Reduce the number of subintervals that need lookup table and optimize
the evaluation steps.

Currently, exp2f is computed by reducing to 2^hi * 2^mid * 2^lo where
-16/32 <= mid <= 15/32 and -1/64 <= lo <= 1/64, and 2^lo is then
approximated by a degree 6 polynomial.

Experiment with Sollya showed that by using a degree 6 polynomial, we
can approximate 2^lo for a bigger range with reasonable errors:

> P = fpminimax((2^x - 1)/x, 5, [|D...|], [-1/64, 1/64]);
> dirtyinfnorm(2^x - 1 - x*P, [-1/64, 1/64]);
0x1.e18a1bc09114def49eb851655e2e5c4dd08075ac2p-63

> P = fpminimax((2^x - 1)/x, 5, [|D...|], [-1/32, 1/32]);
> dirtyinfnorm(2^x - 1 - x*P, [-1/32, 1/32]);
0x1.05627b6ed48ca417fe53e3495f7df4baf84a05e2ap-56

So we can optimize the implementation a bit with:

  1. Reduce the range to mid = i/16 for i = 0..15 and -1/32 <= lo <= 1/32
  2. Store the table 2^mid in bits, and add hi directly to its exponent field to compute 2^hi * 2^mid
  3. Rearrange the order of evaluating the polynomial approximating 2^lo.

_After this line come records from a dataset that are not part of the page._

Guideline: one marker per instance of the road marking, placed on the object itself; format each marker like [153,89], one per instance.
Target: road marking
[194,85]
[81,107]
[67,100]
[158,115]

Performance benchmark using perf tool from the CORE-MATH project on Ryzen 1700:

$ CORE_MATH_PERF_MODE="rdtsc" ./perf.sh exp2f
GNU libc version: 2.35
GNU libc release: stable
CORE-MATH reciprocal throughput   : 9.534
System LIBC reciprocal throughput : 6.229

BEFORE:
LIBC reciprocal throughput        : 21.405
LIBC reciprocal throughput        : 15.241    (with `-msse4.2` flag)
LIBC reciprocal throughput        : 11.111    (with `-mfma` flag)

AFTER:
LIBC reciprocal throughput        : 18.617
LIBC reciprocal throughput        : 12.852    (with `-msse4.2` flag)
LIBC reciprocal throughput        : 9.253     (with `-mfma` flag)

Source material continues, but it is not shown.